EDM consists of a conceptual data model (domain), model-based storage structures and a mapping specification that connects the two. It exposes ADO.NET entities as objects in .NET, providing an object-layer for Microsoft LINQ. Using LINQ to Entities, Entity SQL or query builder methods, developers can write queries against the conceptual model and return objects.
"It does remove all of the data access code that we used to have to write," says Lerman, who finished the second edition of her book, "Programming Entity Framework" (O'Reilly, 2010) in August. The book was rewritten to cover the Entity Framework 4 and Visual Studio 2010.
The Entity Framework takes a different approach than a lot of typical ORMs because the model has a mapping layer, which allows developers to really customize the model, Lerman says. "It's not just a direct representation of the database and that's a really important distinction."
"The goal of the Entity Framework is to be an abstraction layer on top of your database, so in theory it's supposed to reduce complexity," says Steve Forte, chief strategy officer at Telerik, which offers a competing ORM tool called OpenAccess. "However, developers know how to build applications the traditional way -- data over forms -- so the Entity Framework is something new that needs to be learned and the jury is still out on whether the learning curve is worth it."
The Entity Framework 1, which shipped out of band in Visual Studio 2008 SP 1 and the .NET Framework 3.5 SP 1 after dropping out of the beta cycle, was only braved by early adopters. It was deemed unusable for enterprise projects by many developers based on feature limitations and lack of adequate support for n-tier architectures.
"Until the most recent version of the Entity Framework, you could not easily build n-tier applications with it," says Lenni Lobel, chief technology officer at Sleek Technologies Inc. and principal consultant at twenty-six New York. Lobel says he's stayed away from the technology for enterprise-level production, but thinks the Entity Framework 4 is now viable for n-tier apps.
Many of the advances in the Entity Framework 4 were driven by feedback from developers who already used ORM tooling, according to Lerman.

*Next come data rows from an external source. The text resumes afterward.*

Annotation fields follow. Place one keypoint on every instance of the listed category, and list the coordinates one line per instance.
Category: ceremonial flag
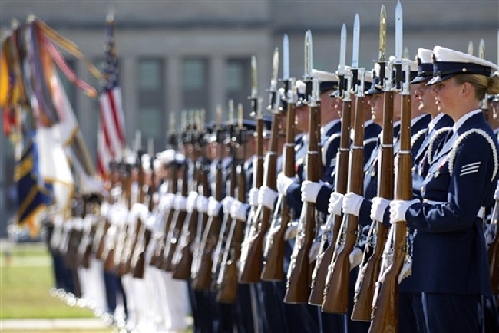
(33, 195)
(111, 133)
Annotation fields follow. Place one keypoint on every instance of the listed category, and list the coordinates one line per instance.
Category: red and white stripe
(111, 134)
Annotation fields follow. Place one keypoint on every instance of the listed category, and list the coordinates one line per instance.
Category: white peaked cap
(368, 76)
(301, 88)
(449, 55)
(324, 76)
(425, 56)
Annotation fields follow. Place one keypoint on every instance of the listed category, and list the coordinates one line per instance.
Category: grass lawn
(25, 285)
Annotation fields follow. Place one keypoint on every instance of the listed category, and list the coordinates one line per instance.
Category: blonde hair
(481, 83)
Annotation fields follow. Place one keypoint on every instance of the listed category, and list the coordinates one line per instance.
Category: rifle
(134, 233)
(115, 241)
(209, 227)
(273, 253)
(227, 277)
(249, 274)
(337, 280)
(182, 258)
(138, 260)
(493, 250)
(385, 303)
(175, 220)
(253, 262)
(222, 242)
(333, 222)
(300, 268)
(373, 253)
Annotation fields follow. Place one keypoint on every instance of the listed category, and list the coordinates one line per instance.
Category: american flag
(111, 133)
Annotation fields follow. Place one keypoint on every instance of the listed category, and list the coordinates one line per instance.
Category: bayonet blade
(398, 32)
(470, 48)
(382, 35)
(275, 70)
(254, 78)
(309, 61)
(356, 42)
(285, 57)
(343, 50)
(481, 49)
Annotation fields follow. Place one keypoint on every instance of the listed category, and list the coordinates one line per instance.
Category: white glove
(202, 204)
(335, 202)
(180, 202)
(309, 191)
(267, 197)
(227, 202)
(283, 183)
(166, 201)
(378, 208)
(253, 197)
(191, 202)
(213, 207)
(238, 210)
(398, 208)
(351, 203)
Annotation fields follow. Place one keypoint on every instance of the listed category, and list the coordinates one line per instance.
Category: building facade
(187, 55)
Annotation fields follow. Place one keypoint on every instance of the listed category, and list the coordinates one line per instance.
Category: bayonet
(255, 112)
(355, 50)
(481, 49)
(382, 35)
(273, 81)
(231, 111)
(470, 48)
(343, 50)
(398, 32)
(309, 51)
(356, 42)
(150, 147)
(341, 65)
(254, 78)
(285, 57)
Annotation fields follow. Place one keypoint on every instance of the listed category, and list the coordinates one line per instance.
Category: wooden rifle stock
(493, 251)
(337, 284)
(333, 222)
(227, 277)
(207, 233)
(385, 309)
(274, 248)
(182, 258)
(369, 271)
(300, 269)
(248, 273)
(175, 221)
(100, 239)
(253, 263)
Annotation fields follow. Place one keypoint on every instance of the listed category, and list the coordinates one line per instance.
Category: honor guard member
(330, 141)
(493, 119)
(449, 260)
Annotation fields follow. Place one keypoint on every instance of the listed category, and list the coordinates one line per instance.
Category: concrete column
(129, 96)
(173, 75)
(216, 81)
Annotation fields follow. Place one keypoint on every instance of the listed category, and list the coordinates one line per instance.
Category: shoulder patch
(438, 135)
(324, 149)
(473, 167)
(418, 135)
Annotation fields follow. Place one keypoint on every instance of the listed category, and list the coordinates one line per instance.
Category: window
(238, 82)
(195, 90)
(151, 101)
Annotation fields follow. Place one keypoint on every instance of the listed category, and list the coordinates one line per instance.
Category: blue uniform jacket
(449, 253)
(371, 132)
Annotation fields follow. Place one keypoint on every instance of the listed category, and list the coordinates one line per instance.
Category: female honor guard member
(449, 259)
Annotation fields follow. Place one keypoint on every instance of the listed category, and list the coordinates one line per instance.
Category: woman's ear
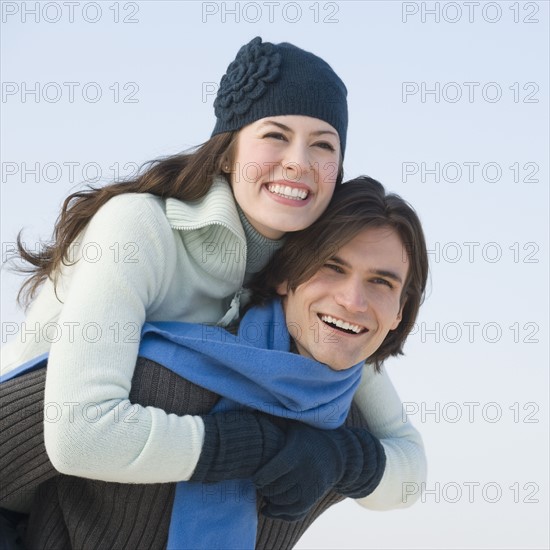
(399, 316)
(282, 288)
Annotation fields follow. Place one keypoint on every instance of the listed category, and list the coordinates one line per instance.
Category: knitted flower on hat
(246, 79)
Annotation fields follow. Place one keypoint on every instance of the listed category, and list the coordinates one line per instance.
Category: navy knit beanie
(279, 79)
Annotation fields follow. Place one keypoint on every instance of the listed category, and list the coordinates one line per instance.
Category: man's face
(344, 312)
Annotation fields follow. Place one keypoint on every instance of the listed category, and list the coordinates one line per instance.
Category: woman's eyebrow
(288, 129)
(388, 274)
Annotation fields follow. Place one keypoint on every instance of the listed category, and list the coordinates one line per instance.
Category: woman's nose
(297, 161)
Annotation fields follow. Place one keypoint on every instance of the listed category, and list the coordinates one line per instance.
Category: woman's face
(284, 172)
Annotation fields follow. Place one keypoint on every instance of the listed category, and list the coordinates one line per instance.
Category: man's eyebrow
(380, 272)
(288, 129)
(388, 274)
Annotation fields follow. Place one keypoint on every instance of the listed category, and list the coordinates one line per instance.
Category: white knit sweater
(144, 259)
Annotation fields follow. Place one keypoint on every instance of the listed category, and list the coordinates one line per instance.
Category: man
(350, 287)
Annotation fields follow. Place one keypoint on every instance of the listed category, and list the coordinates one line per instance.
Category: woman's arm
(97, 433)
(382, 409)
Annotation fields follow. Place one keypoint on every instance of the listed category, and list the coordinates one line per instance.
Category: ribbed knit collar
(260, 249)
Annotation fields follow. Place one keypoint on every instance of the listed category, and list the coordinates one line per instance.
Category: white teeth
(288, 192)
(341, 324)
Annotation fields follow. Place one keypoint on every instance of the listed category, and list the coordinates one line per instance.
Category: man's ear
(399, 316)
(282, 288)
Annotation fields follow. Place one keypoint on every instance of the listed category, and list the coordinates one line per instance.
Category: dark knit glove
(312, 462)
(236, 444)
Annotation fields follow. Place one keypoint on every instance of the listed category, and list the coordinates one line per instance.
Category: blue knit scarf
(237, 367)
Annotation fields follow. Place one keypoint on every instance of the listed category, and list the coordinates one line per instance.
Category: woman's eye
(383, 282)
(276, 135)
(325, 145)
(334, 267)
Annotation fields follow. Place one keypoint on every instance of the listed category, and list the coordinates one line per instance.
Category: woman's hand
(236, 444)
(314, 461)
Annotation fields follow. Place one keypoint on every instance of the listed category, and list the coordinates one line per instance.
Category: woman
(200, 225)
(358, 208)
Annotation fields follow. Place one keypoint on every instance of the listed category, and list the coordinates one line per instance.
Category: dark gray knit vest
(74, 513)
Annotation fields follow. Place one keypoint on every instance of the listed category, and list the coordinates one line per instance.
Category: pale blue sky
(488, 300)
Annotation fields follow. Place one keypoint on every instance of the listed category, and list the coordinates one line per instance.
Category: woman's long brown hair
(185, 176)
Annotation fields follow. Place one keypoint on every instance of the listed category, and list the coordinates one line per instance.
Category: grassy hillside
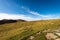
(23, 30)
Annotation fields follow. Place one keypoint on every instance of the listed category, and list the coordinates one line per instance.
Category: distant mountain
(10, 21)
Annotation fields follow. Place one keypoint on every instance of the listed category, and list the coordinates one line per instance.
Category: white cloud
(14, 16)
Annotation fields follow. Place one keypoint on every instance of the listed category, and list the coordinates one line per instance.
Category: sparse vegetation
(23, 30)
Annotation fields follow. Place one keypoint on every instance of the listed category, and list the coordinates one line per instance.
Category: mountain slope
(23, 30)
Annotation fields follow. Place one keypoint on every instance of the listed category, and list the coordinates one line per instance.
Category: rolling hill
(27, 30)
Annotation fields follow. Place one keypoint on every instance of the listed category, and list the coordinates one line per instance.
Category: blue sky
(29, 9)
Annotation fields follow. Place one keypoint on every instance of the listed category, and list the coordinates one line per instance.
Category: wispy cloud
(40, 16)
(14, 16)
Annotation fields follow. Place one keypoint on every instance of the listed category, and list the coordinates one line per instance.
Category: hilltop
(28, 30)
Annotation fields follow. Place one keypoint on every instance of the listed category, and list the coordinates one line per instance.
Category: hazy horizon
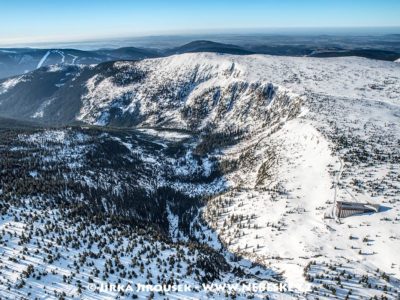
(30, 22)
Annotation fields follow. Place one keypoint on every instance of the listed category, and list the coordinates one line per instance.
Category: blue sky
(24, 21)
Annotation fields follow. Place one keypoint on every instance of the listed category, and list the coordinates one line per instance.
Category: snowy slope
(178, 81)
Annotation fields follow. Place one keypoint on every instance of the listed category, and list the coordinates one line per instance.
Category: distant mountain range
(16, 61)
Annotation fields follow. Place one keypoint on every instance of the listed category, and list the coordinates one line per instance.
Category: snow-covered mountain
(244, 155)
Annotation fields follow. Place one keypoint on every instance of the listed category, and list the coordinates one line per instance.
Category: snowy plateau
(203, 169)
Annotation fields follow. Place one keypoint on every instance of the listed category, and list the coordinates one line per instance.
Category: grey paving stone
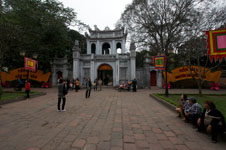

It now supports n-tier architectures within the framework via API and T4 templates, such as self-tracking entities. Microsoft also added key functionality, such as support for foreign key associations, lazy or deferred loading, and Plain Old CLR Objects (POCOs). Go to VisualStudioMagazine.com/EF0910 for more on the Entity Framework and POCOs.
"To me, the most important enhancement is the ability to support self-tracking entities once they're disconnected from the object context, but there's still a lot of work to be done," says Lobel, who notes that the POCO template is now a separate download after the beta cycle.
The Entity Framework 4 and Visual Studio 2010 support Model-First development, offering a Generate Database Wizard to create the database and parts of the EDM (SSDL, MSL) from a conceptual model. An Update Model Wizard helps you update the EDM when the database changes.
The EDM Designer has had a lot of improvements, such as how it handles complex types, but Microsoft couldn't come up with a way for people to deal with large models outside of a "large canvas," a complaint from the Entity Framework 1. "If your model is so large -- lots of entities -- that it's problematic in the designer, then you should probably be breaking the model up anyway, rather than asking the designer to enable you to work with it," says Lerman.
The EDM Wizard in Visual Studio 2010, which is used to create a conceptual model from an existing database (reverse engineering) and provide the database connections to your app, now supports foreign key associations and pluralization, which is important if you want to follow any kind of naming conventions for your entities.
"Previously, you had do lots of modifications to the model afterward," Lerman explains.
The Microsoft Edge
A few months after its release, the Entity Framework 4 seems to be holding up in comparisons with longstanding open source ORM NHibernate.